Posted by Naomi Litrownik, LICSW

It was a late, sunny, summer Sunday afternoon in 1965, when the phone rang. Being home alone, I picked it up and heard the familiar voice on the other end of the line. “Naomi, Joan died suddenly this afternoon. Please tell your mother when she gets home.”

Joan, a young mother of three, my mother’s best friend, was gone; and I had to break the news to my mother. I went outside, sat on the front steps and gazed out at my neighborhood. The neighbors were sitting, talking, and laughing together. Children were on bikes, or rollerskates. Life seemed to be going along just fine, as usual. I thought, “How could this be? How could they just go on as if nothing had happened? Don’t they know everything has changed?”

Several decades later, I think back to that time when I thought that life had a certain predictability. Days, weeks and years passed by without too much changing other than I was growing older, passing from fifth grade to sixth to seventh. This was life as I knew it. Much later, I became aware of how fortunate I was to not have that surety about life explode until I was eleven or twelve.
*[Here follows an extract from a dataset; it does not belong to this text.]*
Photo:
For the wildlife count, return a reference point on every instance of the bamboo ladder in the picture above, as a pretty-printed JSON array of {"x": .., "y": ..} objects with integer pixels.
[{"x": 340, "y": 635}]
Something had altered for me that day when I picked up the phone. And it was “Everything can change in a flash”. This was my first lesson of living with uncertainty.

What I have come to appreciate, to learn about and to teach over the past several decades is how to manage this uncertainty. I have been so grateful to my informal and formal teachers over the years: the elderly patients I have counseled who have awed me with their resilience in the face of many losses; the younger patients whose grit prevail when all else fails; the folks who get up over and over again and rebuild their lives when they’ve been knocked down by natural disasters, traumas and crises. This continuous and lifelong learning has served me well as I, myself, have had to manage the many uncertainties of my own life, as well as the life of my family, friends, and community. We all know about how life sometimes, as my late mother would say, “throws us a curve ball”, which may be something far outside our reach, something we did not ask to be thrown to us, and/or something we are frightened of catching.
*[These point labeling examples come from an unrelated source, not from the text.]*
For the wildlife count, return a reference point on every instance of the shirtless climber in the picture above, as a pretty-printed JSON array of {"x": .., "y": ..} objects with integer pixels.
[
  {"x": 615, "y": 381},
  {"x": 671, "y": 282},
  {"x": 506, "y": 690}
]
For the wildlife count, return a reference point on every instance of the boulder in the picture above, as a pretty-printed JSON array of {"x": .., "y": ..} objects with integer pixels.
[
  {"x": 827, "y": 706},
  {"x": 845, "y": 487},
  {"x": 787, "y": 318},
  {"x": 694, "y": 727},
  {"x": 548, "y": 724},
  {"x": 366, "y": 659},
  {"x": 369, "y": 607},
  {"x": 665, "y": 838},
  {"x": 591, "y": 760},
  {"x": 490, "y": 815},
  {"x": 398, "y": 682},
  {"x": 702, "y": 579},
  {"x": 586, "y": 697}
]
As I have navigated these many decades of uncertainty, Mindfulness and Mindfulness Meditation have been key to this learning. Being in the moment without judgment and with compassion, the definition of Mindfulness, allows one to be awake to what is, rather than to jump forward to “what if” and backwards to “if only”. It allows one to notice how tightly we grasp on to what is, and how afraid we are to let go. It allows one to notice how fervently we often wish thngs would change. Uncertainty is a fact of life; everything is changing inside and outside of each of us in every moment. This cannot be stopped, not matter how much we resist change. No matter how hard we try to stop change, no matter how hard we hold on to what seems permanent, no matter how much we need to control the situation, every-thing and every-body does change.
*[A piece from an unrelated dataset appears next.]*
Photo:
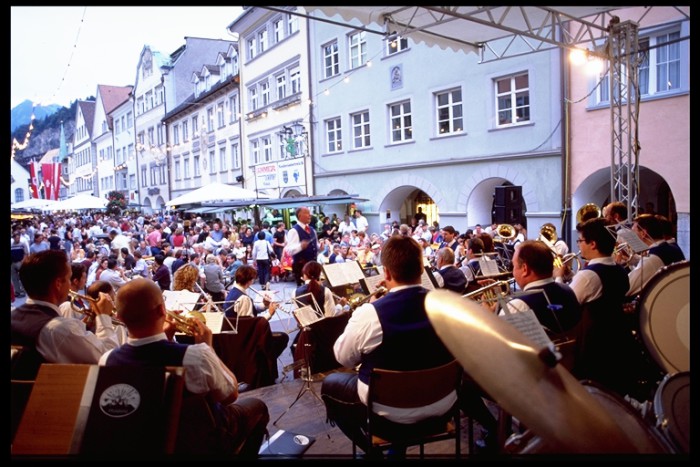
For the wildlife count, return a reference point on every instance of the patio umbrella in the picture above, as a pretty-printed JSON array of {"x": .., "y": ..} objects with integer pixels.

Here are steps to Living with Uncertainty:

  1. Being aware of how frightening it is to acknowledge the limits of your control
  2. Allowing yourself to recognize when that fear takes the shape of anger, disappointment, frustration or despair.
  3. Bringing compassion to yourself for having these intense thoughts, feelings and bodily sensations.
  4. Understanding that the Energy of this intensity can be transformed into the energy of healing.
  5. Bringing the breath, the balance of inhalation and exhalation, the natural flow of your breath, to your awareness. Breathing in and out slowly, mindfully, lovingly. Saying statements of compassion and loving kindness to yourself.
  6. Letting go of whatever does not serve you.

Pema Chodron, meditation master and teacher, wrote the following in her book, “When Things Fall Apart”: “The spiritual journey involves going beyond hope and fear, stepping into unknown territory, continually moving forward…. (into) the path of compassion—the path of cultivating human bravery and kindheartedness.”

As a youngster, I was rocked by the loss of my mother’s best friend. When my mother returned home, I told her the news and waited with uncertainty for what would happen next. She cried, made dinner and life went on. But I was changed forever. I had begun my journey of living with uncertainty.